Otra empresa que llevo al límite el hardware fue la misma Nintendo, con el juego Kirby's Adventure, que llevaba un chip con 6 megabits de RAM extra, lo que le permitía dar una gama de colores más amplia y una cantidad mayor de sprites en pantalla, aunque con todas esas adiciones no llegaban a la potencia de una placa de arcade, dado que muchas de ellas estaban hechas para un juego en específico o para los títulos de la propia desarrolladora. Entre dichas placas figuran: Namco System 1, Atari 68000 Based, Capcom Section Z y Capcom Play System 1 (CPS-1 es la más conocida sin duda, pues aquí se publicaron muchos juegos clásicos de lucha), Irem M-62, Konami Twin 16, Sega System 16 (su CPU se usó de base para la Mega Drive o Genesis).

La competencia era muy fuerte y había casos donde las empresas querían publicar más títulos de los que les permitían los dueños de la consola, como por ejemplo Nintendo, que era inquebrantable en ese aspecto ya que tenía una política muy estricta con respecto a dicho tema; así, diversas firmas creaban otras empresas o subsidiarias para poder publicar más videojuegos y así tener más títulos en el mercado.

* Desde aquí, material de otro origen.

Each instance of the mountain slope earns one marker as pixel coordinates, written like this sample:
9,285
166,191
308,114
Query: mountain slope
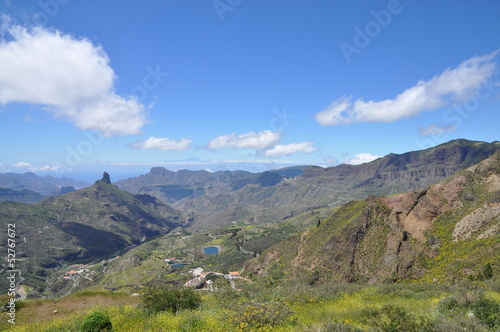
24,196
83,225
334,186
446,231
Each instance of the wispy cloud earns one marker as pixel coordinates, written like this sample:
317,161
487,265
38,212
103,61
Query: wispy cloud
361,158
449,88
286,150
69,77
34,168
165,144
433,130
260,141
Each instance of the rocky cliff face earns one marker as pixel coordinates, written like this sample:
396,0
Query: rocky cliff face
448,230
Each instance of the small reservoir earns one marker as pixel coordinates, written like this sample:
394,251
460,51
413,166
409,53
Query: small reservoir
211,250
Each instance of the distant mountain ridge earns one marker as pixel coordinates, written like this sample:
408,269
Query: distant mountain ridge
448,231
83,225
44,185
217,199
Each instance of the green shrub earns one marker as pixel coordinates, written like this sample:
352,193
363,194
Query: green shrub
96,322
162,298
473,304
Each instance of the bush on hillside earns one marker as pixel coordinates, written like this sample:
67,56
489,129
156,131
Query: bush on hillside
163,298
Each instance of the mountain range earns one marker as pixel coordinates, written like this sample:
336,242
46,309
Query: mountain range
87,224
447,231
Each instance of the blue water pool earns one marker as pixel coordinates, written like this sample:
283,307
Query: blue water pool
211,250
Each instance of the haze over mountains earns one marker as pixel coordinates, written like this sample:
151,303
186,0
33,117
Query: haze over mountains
102,220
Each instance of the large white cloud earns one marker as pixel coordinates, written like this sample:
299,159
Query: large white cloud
433,130
263,140
165,144
286,150
450,87
67,76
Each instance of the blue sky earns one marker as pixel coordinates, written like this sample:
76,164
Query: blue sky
122,86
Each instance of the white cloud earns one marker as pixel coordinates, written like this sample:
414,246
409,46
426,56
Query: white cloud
69,77
450,87
286,150
259,141
361,158
34,168
165,144
436,130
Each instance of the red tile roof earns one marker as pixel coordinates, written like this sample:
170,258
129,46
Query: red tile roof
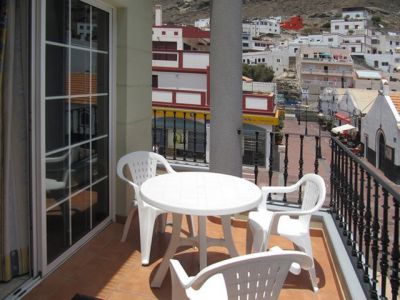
396,100
189,31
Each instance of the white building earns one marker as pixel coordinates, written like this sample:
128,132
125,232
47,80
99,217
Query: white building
380,134
355,104
278,60
249,43
345,27
203,24
385,62
263,26
319,67
367,79
355,13
328,100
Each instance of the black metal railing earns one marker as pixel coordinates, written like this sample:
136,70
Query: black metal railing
365,206
182,136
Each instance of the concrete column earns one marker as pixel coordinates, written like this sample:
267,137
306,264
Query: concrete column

Nombres como Koji Igarashi, Hironobu Sakaguchi, Shigeru Miyamoto, se convirtieron en referencias a la hora de hablar de videojuegos, ya que su trabajo demostraba el completo compromiso y cuidado en cada una de sus obras, además que sabían cómo sacarle el jugo a los recursos gráficos y programación que ofrecían estas plataformas tan limitadas (en comparación a todo lo que sería posible tiempo después). Las miradas se orientaron hacia las empresas japonesas y aunque occidente también tenía buenos exponentes, dentro de esta industria quedaron opacados por los desarrolladores nipones.

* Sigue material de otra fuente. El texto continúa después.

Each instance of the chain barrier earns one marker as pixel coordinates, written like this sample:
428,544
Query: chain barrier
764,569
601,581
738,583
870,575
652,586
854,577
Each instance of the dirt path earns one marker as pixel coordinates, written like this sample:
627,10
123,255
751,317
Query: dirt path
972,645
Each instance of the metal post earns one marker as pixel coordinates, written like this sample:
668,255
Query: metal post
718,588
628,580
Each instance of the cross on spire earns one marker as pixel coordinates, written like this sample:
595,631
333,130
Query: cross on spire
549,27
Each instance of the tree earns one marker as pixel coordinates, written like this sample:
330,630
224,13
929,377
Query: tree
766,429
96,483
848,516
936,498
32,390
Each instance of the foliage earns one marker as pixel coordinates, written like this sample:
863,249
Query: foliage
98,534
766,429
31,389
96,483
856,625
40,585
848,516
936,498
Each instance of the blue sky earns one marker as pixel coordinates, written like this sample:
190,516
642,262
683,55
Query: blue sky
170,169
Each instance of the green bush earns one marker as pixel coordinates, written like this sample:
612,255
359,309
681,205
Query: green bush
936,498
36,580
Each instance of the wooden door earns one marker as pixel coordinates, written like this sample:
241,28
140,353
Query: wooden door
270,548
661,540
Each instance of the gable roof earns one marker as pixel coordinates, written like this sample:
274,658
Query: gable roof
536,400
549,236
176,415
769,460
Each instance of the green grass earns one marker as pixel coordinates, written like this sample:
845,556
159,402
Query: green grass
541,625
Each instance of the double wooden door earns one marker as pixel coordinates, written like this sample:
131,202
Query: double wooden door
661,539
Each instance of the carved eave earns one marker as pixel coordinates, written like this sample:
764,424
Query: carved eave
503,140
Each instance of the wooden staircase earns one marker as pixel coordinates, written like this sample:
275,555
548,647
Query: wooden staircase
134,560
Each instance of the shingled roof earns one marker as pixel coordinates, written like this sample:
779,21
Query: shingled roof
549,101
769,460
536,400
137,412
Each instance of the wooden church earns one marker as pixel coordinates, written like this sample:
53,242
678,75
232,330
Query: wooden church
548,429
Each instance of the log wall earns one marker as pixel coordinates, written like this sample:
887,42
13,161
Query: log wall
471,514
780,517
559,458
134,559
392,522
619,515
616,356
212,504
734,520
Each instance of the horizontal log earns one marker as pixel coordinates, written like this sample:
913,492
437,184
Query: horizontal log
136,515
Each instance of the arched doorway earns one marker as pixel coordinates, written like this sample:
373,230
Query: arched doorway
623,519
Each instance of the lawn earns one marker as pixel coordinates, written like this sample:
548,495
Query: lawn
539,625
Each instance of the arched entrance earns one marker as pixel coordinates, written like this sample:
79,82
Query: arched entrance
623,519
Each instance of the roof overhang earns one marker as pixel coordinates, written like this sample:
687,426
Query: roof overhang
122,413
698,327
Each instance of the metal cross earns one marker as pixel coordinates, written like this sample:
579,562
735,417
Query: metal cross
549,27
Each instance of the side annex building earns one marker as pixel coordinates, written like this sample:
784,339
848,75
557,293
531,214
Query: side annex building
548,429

GUERRA, CAMBIOS Y MÁS CAMBIOS

La tan archiconocida guerra de consolas se dio en 1989 cuando Sega lanzó su propio hardware, el Sega Genesis (Mega Drive para otros), generando una de las batallas más encarnizadas, brutales y desleales de la historia de los videojuegos. Este enfrentamiento entre Nintendo y Sega es descrito por Blake J. Harris en su libro “Console Wars” (publicado en 2014), allí nos narra toda la guerra interna dentro de las 2 empresas contendientes y el marketing agresivo que se tuvo que utilizar para poder llamar la atención y asegurar la fidelidad de sus posibles compradores, contado todo a través de una serie de entrevistas realizadas a varios empleados que trabajaron en ambas empresas en el periodo de 1990 a 1996. Blake J. Harris nos ofrece un plano más directo de este acontecimiento lleno de cambios e innovaciones que ayudaron de alguna manera a que la industria del videojuego se renueve otra vez.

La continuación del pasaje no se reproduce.